Electric Vehicles providing challenges and opportunities for utilities
This article first appeared in Energy Central
Transportation is continually moving towards electrification. Two million electric vehicles (EVs) were sold in 2018. Forecasts predict EV sales to reach 10 million vehicles annually by 2025, and 28 million by 2030. With the extraordinary increase in EVs, there will need to be charging infrastructure to accommodate these vehicles and reduce customer range anxiety. Publicly accessible charging stations will need to be supplied with appropriate connections and necessary electrical circuit capacity to integrate them into the distribution grid. This will obviously create challenges, but also opportunities, for electric utilities. With charging networks still in their relative infancy, we believe now is the time for utilities to develop a strategy as to how they can accommodate the increase and position themselves as the trusted provider to benefit from the need for EV charging.
New load growth challenges and opportunities for utilities
Historically, load growth was the top priority of electric utilities. In this case, integrating EV charging networks new load will be more challenging than adding traditional load growth entities (residential/commercial establishments) in the past. Charging stations will have different peak load profiles than previous historical trends of common residential or commercial load profiles. Peak demand will occur in discreet pocket sections on the distribution grid, driven by customers’ daily commutes, demographics, and retail charging options providing different profiles, demand curves, and input into the localized network peaks. The distribution grid will need to be more flexible than ever before, which will lead to investment opportunities for the utility when upgrading and enabling this flexibility. These investments can be direct contributors to increased reliability and customer satisfaction overall, through new automated switching devices, upgraded sensors and communication equipment, advanced metering infrastructure, and enhanced operations and monitoring software. Established grid flexibility will enable and facilitate the growth of the EV industry and market penetration, enhancing how a utility can capitalize on EV opportunities and satisfy customer needs.
Further, building in this flexibility can allow the utility to utilize EVs themselves to aid in the management of peak loads and area outages via vehicle to grid (V2G) discharging. An unused and charged EV can be used as a small generation device by discharging the stored energy back into the grid. This strategy will help enable carbon reduction goals, objectives that many utilities already have in place, and drive brand loyalty for other services that utilities provide.

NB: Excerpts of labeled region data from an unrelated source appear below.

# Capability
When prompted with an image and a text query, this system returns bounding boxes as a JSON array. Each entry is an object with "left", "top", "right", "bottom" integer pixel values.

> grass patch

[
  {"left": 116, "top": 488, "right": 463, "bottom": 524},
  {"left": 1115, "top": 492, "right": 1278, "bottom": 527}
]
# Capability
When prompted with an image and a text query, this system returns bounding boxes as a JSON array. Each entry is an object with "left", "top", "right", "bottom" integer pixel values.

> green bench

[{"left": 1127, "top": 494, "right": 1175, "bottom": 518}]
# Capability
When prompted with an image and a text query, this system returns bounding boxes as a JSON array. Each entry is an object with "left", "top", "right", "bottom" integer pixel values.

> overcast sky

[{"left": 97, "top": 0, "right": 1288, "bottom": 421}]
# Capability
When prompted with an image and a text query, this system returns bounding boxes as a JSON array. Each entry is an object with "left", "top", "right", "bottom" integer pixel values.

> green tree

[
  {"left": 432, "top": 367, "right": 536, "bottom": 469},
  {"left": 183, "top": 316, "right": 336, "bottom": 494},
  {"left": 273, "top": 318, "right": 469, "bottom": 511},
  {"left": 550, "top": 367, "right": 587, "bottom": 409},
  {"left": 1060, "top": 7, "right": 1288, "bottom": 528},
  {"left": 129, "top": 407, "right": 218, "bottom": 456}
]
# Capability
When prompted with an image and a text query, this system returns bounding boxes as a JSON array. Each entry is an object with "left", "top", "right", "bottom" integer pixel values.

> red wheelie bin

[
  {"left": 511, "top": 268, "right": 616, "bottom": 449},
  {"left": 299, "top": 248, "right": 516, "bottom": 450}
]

New rate making opportunities
The uniqueness of this “new” load and need to service it strategically is an opportunity for utilities to help shape the coming rates around EV charging before these rates are instead imposed upon the utility by their respective commission with little or no input from the utility. EV rates can be shaped in a way which would benefit both consumers and the utility. They can be designed to encourage consumers to discharge via V2G for spot outages or local peak demand intervals. Rates can incentivize customers to curb their own peak demand through V2G discharging, saving themselves energy costs and applicable demand charges.
Capital investments in EV charging stations can create another revenue path
A major driver for utility revenue traditionally is capital investment in network assets. Utilities can earn a commission approved rate of return on their recent, or projected capital asset investments depending on how the utility’s rate making methodology is approved with their respective commission. Constructing and owning a local EV charging network, where the utility already knows the best and least expensive places to connect and integrate into their own system, is another way of responsibly increasing capital investment for the benefit of customers and the utility alike. Beyond the capital investment into the charging network, usage fees and advertising screens built into the charging station can provide supplemental revenue. Another avenue is pairing new EV charging stations with strip mall-like retail and restaurant storefronts, which will attract more customers to charge while shopping or using services at these locations. Conceivably, the utility could own the entire premise and rent out the storefronts as another method of diversified revenue stream via an affiliated non-utility entity.
The greater path for capital investment is the distribution grid itself. These new dynamic loads will require significant infrastructure upgrades. Automated devices, smart sensor deployment, advanced metering infrastructure, and additional switching capabilities will all be required to add the necessary flexibility the grid will need to accommodate EV charging stations, regardless of whether the utility decides to build out their own charging network. These significant additions and upgrades will provide a long-term revenue stream based on approved rates of return by the utility’s commission. These investments need to be part of an overall asset management and modernization integrated resource plan.
EVs are here, and the wave will only grow stronger as time passes. Now is the time for utilities to plan and create their own strategies to prepare and facilitate the growth and integration of EVs into the transportation industry. Utilities will be key to the successful penetration of EVs into local markets and can grab hold of this opportunity to provide consistent revenue growth for future years. We believe this is an important timeframe in the transition to electrification where utilities can secure their future financially and begin to shape their existence as a platform of enablement for future technologies.